Which is why I said that the problem is the fact that Amazon is in this position, not the licence.

IMO intent is everything.

Selling at a loss isn’t bad. Selling at a loss to build marketshare or kill competition usually is.

The issue is that previous companies usually use this aspect to build marketshare, so there is no other way to compete. Other tactics include lobbying, patent bullying, etc.

Shoot, as bad as Uber is, just look at how taxis in major cities were formed.

Then look at labor laws in other countries.

Under the current legal/political structure for any modern country, there is no winning without exploitation, which is why I refuse to start my own business.

Do AWS really sell things at a loss?
No - that's why their pricing is so detailed and why their services have few limits you can't request them to increase.

They can afford to maintain a better branch of Elastic Search or Redis or so on, an drive those companies out of business by the virtue of efficient free market competition. At which point they'll make sure their branch is only useful on their servers, perhaps by adding dependencies on all their internal microservices - so technically they released the code but you can only run it if you're Amazon.

> At which point they'll make sure their branch is only useful on their server

Can you think of any examples where they've done that? They certainly could, but I can't think of any times they have actually rug-pulled like that, and the motive to do so seems tenuous too. In order for Amazon to do something like this they would need established market dominance, as well as a belief that some new player will hurt their market share enough to justify alienating the FOSS community.

Given what Amazon routinely does, this doesn't seem crazy at all. Just look at one of their countless anti-competitive behaviours.
Sorry, I didn't want to imply that they do. This would be illegal as per antitrust regulations.

What I wanted to say is that AWS using a permissively-licenced project is fine. The project should have thought about the licence beforehand and started with copyleft from the beginning on. Their problem now.

But a more general problem I see is that even if you use a copyleft license for your project, you have the risk to be crushed by anti-competitive behaviours coming from TooBigTech. It's not rare, they do that all the time and the US doesn't enforce anything. And when others (like the EU) try to do it, the US put pressure because they defend their US TooBigTech.
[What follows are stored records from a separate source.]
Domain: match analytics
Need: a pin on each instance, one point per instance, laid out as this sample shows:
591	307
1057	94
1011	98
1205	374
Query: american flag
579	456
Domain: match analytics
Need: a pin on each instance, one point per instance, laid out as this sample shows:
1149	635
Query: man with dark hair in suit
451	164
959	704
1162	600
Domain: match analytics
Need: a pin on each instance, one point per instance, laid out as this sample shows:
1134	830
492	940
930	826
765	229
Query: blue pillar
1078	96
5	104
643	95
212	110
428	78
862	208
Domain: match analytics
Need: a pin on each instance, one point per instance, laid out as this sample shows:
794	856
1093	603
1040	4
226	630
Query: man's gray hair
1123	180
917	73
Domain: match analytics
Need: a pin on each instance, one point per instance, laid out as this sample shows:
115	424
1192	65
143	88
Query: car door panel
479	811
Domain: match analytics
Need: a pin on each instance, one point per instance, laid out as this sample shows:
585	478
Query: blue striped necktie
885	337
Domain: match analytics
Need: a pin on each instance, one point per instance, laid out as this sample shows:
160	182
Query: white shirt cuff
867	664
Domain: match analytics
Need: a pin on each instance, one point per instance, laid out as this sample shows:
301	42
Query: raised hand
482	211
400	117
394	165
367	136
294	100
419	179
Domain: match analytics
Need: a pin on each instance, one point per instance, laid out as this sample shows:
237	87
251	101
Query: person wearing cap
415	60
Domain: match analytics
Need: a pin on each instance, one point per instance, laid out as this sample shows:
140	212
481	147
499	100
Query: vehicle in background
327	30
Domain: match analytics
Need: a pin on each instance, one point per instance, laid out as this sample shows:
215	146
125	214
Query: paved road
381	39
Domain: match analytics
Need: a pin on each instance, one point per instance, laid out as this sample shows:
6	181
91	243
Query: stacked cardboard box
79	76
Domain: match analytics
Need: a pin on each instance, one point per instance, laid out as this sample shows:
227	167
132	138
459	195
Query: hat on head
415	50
The latter is not a model or licencing issue, it's an antitrust issue. Now Amazon could compete with Redis without doing it illegaly, but they can only because they are so big. And the fact that they are so big is related to the lack of antitrust enforcement (it's documented, TooBigTech have all abused their dominance forever).

Not really. I have done multiple AWS pricing and costing exercises while launching services and there was never a direction from the VP to sell it lower than what it costs to build and operate. Cost to build and operate includes everything from salaries, infrastructure and many other line items. And usually things are projected 3-5 years into the future and P&L analysis must show that eventually the service will make a profit. It does make some assumptions about minimum customer adoption for the profit margins to materialize which eventually becomes part of the product and sales teams goals.

The costing model does allow losses to be incurred in the initial years because building the thing is more expensive at first but then it should settle down and revenue should outpace expenses.

What can happen with these open source products being launched as a service is that that initial cost can be cut down by as much as 50-75% but rarely more than that because you still need to build all the surrounding infrastructure, documentation, UI. It still gives AWS an advantage by relying on an existing body of work they can start with where many problems have been thought through and solved. Also you will likely get a good product roadmap skeleton ready to be prioritized which otherwise can be a huge time sink.

In a nutshell, no. AWS won’t sell a service at a loss (there are exceptions of course) but there is room to incur a loss at the beginning but it is priced to eventually turn a profit. Whether that happens for every service in reality is a different story.